Nie mam pretensji do luteranów czy reformowanych, że świętują Reformacje. Dla nich to początek odnowy Kościoła, jego głębokiej reformy i powrotu do biblijnych źródeł. I choć uważam, że się oni mylą, że w istocie zerwanie przez Lutra czy Kalwina z Rzymem, a później z katolicką wiarą, nie przyniosło nic dobrego, to jednocześnie rozumiem i akceptuje odmienny punkt widzenia. Ale… nie rozumiem, jak można uznać – z katolickiego punktu widzenia – że jest, co świętować podczas Reformacji. Z katolickiego punktu widzenia był to przecież akt rozdarcia Kościoła, odejścia przez wielu wiernych od pełni Chrystusowej prawdy (czyli popadnięcia przez nich w prawdziwą, a nie wydumaną herezję). Nie, nie twierdzę przy tym, że tylko Reformatorzy byli temu winni, że nie ma winy po stronie katolików. Jest i tu. Ale w niczym nie zmienia to faktu, że nie widać powodów, by świętować dramat podziału.

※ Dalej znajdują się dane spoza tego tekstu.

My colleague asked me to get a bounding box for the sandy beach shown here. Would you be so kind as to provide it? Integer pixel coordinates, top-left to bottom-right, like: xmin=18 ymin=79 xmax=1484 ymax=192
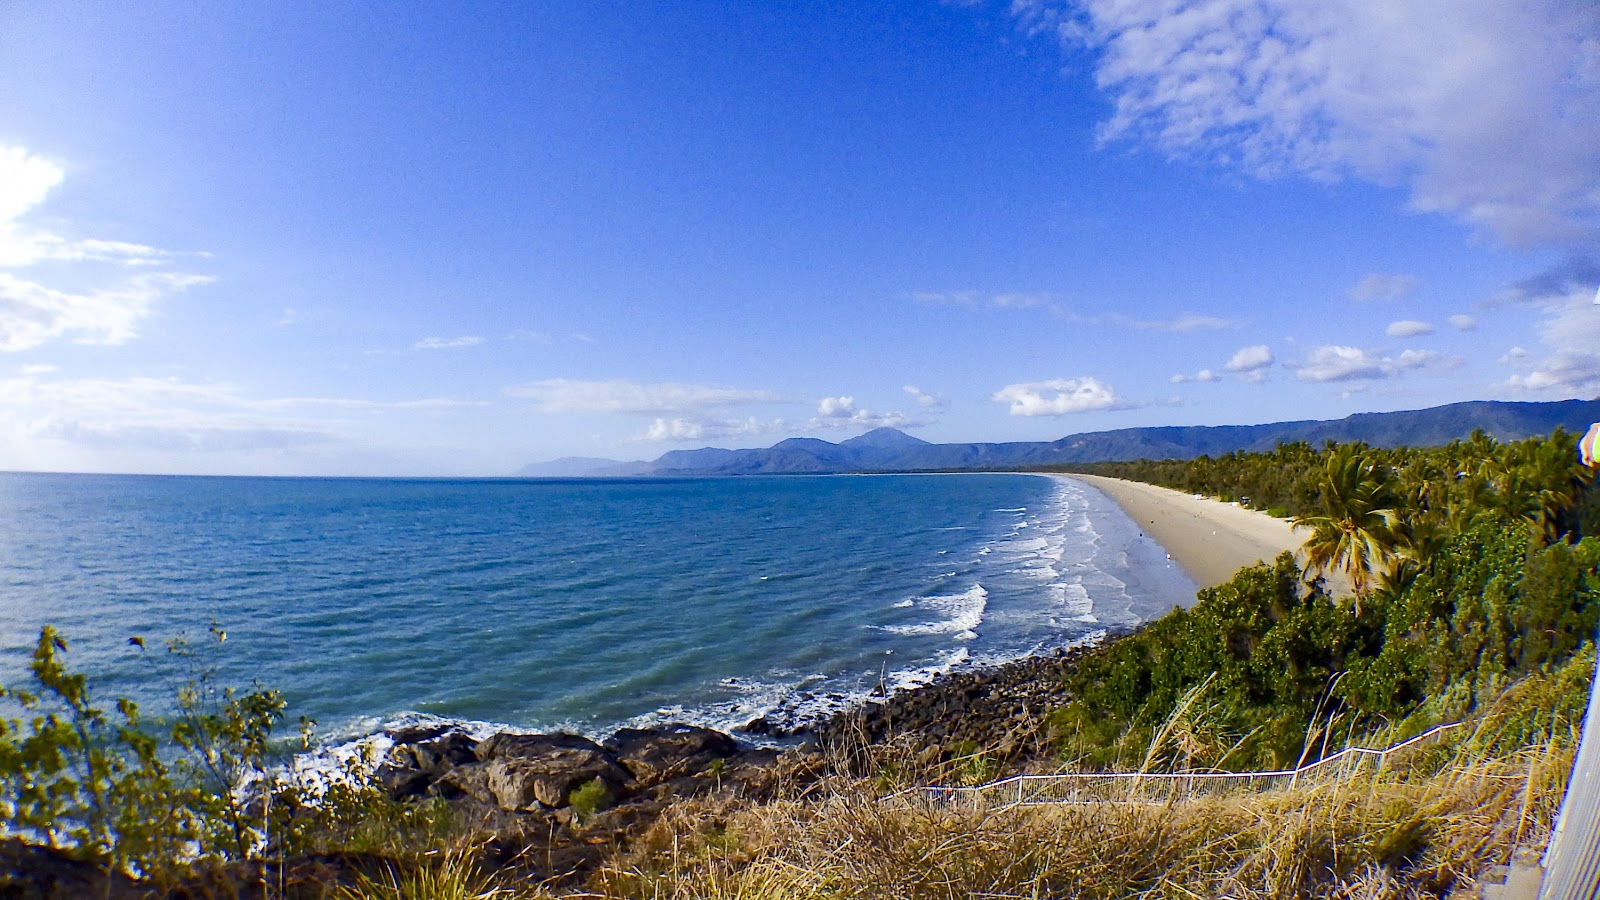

Historycznie zaś, o czym też nie można zapominać, to Reformacja zapoczątkowała wiele dziesięcioleci wojen religijnych czy ataki na czarownice. Nie jest także tajemnicą, że u podstaw ukształtowania się nowoczesnego nacjonalizmu (które Ksiądz Prymas był łaskaw nazwać herezją) także leży pomysł podporządkowania Kościoła władcom i stworzenia narodowych Kościołów. Bez tych zjawisk współczesny nacjonalizm prawdopodobnie nigdy by nie powstał. Trudno więc nie zadać księdzu Prymasowi pytania o to, jak godzi on ze sobą surowe potępienie herezji nacjonalizmu z uczestnictwem w Komitecie Honorowym rocznicy rozpoczęcia realnej (bo przecież nikt nie kwestionuje odrzucenia części katolickich dogmatów przez ewangelików) herezji? I jak godzi potępienie nacjonalizmu z wychwalaniem ideowych źródeł tegoż?